Politique

Crise des otages : la France mobilise ses réseaux

À Paris, les réunions se multiplient pour tenter de gérer au mieux la crise née de l’enlèvement par Aqmi de sept otages au Niger. Les dernières rencontres en date impliquent Salou Djibo, Claude Guéant, Robert Bourgi et Anne Lauvergeon.

Mis à jour le 27 septembre 2010 à 09:25

Plusieurs rendez-vous ont été organisés à Paris, le week-end dernier, dans le but de coordonner l’action de la diplomatie française dans la crise des sept personnes, dont 6 salariés d’Areva et de Vinci, enlevés au Niger le 16 septembre dernier.
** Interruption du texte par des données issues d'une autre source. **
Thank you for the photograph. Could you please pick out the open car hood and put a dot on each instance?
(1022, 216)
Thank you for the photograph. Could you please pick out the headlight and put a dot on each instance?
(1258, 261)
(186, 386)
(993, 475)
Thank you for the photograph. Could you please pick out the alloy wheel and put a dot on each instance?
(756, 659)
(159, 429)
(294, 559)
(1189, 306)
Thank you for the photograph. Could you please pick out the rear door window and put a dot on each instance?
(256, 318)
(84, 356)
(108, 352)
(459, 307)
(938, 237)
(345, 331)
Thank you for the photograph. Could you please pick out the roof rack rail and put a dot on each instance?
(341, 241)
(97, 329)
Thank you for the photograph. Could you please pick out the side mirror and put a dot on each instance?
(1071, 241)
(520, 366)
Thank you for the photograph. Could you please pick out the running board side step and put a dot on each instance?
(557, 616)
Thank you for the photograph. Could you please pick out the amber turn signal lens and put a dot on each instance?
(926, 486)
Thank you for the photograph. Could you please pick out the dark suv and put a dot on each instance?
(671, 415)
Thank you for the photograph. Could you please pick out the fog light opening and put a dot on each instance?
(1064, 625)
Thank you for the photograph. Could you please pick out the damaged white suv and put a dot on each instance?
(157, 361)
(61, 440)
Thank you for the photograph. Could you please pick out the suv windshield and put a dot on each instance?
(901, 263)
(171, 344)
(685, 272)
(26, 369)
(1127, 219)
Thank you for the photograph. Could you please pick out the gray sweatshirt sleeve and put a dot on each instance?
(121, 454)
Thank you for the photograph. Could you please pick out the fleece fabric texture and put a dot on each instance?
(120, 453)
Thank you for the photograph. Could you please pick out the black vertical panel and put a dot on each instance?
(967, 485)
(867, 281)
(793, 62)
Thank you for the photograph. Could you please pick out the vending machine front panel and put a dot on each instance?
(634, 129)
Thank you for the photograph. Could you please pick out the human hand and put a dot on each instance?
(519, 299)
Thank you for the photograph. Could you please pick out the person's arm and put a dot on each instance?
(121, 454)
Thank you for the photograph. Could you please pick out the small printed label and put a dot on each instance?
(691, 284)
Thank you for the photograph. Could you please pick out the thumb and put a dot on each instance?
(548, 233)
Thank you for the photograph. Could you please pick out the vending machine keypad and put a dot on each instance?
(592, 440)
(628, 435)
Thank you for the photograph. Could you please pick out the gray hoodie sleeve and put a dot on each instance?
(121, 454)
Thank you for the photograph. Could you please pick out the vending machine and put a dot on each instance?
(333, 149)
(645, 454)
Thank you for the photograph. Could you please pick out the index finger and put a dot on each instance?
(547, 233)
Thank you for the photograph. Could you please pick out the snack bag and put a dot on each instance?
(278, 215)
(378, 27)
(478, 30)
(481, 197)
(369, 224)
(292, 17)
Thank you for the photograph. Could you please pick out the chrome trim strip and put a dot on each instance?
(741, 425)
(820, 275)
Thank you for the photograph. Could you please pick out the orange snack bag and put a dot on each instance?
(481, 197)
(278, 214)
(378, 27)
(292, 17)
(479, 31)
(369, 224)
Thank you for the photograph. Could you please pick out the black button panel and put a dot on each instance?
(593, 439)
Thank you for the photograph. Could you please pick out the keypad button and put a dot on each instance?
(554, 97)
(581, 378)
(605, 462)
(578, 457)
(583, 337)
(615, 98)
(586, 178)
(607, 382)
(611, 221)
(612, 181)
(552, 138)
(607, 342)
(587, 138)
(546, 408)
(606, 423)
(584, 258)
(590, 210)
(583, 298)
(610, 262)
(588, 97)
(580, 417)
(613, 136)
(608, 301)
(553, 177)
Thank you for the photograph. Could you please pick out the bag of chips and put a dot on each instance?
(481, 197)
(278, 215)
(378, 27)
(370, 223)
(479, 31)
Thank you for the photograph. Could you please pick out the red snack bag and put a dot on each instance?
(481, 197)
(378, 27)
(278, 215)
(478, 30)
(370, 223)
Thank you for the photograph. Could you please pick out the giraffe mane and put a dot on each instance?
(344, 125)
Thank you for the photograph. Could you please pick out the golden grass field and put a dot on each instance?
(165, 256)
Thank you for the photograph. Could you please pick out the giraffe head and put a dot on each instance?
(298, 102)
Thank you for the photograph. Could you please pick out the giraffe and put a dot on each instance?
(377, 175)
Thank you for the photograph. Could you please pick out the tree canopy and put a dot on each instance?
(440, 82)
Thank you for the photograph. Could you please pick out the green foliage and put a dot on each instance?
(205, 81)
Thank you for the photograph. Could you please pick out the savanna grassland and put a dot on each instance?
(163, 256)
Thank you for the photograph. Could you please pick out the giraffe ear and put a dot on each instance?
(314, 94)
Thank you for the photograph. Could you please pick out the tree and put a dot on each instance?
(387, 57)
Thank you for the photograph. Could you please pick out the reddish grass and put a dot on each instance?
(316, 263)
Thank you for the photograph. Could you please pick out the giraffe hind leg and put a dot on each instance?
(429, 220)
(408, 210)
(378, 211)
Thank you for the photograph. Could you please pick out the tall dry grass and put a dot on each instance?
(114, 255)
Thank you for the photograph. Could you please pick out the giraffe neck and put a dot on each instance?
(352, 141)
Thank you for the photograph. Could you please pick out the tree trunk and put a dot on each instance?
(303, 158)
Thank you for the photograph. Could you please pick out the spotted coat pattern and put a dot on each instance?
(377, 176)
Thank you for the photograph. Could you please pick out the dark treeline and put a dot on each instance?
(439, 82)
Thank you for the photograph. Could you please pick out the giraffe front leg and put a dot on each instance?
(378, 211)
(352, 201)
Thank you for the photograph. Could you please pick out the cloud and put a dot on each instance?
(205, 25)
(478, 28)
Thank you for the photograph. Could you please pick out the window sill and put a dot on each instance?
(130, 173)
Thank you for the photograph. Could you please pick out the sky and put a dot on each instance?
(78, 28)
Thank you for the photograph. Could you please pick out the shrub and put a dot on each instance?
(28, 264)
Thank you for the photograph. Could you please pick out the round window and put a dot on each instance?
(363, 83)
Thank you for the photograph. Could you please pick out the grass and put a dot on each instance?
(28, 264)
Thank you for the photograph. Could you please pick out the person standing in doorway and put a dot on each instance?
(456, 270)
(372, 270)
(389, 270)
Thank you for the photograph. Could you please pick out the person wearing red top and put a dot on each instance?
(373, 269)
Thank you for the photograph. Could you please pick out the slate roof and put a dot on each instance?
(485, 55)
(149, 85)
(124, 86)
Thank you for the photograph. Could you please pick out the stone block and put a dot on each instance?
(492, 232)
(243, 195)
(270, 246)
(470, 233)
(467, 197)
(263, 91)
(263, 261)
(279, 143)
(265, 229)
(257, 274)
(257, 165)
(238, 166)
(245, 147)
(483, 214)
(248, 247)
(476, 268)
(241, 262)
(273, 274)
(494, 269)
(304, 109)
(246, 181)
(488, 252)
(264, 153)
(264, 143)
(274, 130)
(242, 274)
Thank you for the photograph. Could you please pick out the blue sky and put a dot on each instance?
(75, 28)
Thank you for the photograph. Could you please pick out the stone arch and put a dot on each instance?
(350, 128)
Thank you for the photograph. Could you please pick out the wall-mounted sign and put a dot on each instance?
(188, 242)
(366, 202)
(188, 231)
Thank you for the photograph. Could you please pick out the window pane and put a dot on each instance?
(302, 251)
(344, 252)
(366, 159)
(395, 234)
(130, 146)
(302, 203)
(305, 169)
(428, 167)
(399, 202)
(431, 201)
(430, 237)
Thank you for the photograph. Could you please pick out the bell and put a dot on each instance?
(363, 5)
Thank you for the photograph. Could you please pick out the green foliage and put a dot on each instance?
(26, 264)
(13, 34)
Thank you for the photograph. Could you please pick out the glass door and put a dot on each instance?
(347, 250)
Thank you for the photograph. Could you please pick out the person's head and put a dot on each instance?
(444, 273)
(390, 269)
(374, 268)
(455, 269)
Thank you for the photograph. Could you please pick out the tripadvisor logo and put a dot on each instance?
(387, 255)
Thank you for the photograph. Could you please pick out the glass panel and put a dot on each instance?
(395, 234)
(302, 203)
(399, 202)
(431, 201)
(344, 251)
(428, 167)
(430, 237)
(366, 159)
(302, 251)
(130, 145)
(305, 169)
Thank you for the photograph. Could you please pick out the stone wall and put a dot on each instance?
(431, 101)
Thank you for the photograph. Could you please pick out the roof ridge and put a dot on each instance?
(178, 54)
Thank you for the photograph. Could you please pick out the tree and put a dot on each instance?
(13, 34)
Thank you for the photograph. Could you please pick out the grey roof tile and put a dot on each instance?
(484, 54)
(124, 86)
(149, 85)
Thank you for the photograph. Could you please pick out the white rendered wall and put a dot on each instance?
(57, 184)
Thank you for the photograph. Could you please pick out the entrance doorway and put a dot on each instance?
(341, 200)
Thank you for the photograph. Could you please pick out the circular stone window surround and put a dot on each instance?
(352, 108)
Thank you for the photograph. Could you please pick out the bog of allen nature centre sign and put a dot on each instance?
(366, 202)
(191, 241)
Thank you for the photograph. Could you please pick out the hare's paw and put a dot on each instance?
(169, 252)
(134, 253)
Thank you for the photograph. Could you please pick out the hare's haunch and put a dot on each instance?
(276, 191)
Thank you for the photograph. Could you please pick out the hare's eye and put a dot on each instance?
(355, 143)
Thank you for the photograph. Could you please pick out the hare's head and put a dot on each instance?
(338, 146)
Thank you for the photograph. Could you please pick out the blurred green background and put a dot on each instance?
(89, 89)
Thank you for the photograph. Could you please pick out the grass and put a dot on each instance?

Les otages seraient vivants et détenus dans la région des monts Timétrine (nord-est du Mali) par Al-Qaïda au Maghreb islamique (Aqmi), qui a revendiqué l’enlèvement, le 22 septembre dernier. La France a fait savoir qu’elle était prête « à discuter » avec les ravisseurs.

En attendant, on se concerte. Vendredi à 17h, l’un des missi dominici de Nicolas Sarkozy pour les affaires africaines, l’avocat franco-libanais Robert Bourgi, a ainsi rencontré Anne Lauvergeon au siège d’Areva à Paris. La présidente du directoire du groupe nucléaire français, qui est restée très discrète depuis le début de la crise, doit se rendre jeudi au Niger.

Puis, le lendemain, c’est Claude Guéant, le secrétaire général de l’Élysée, qui s’est rendu – en compagnie, encore, de Robert Bourgi -, à la maison du Niger, à la Celle Saint-Cloud (banlieue parisienne). Les deux hommes se sont entretenus à partir de 18h30 avec le chef de la junte nigérienne, Salou Djibo, qui revenait de la 65e Assemblée générale de l’ONU à New-York. La lutte contre Aqmi était bien-sûr au cœur des discussions.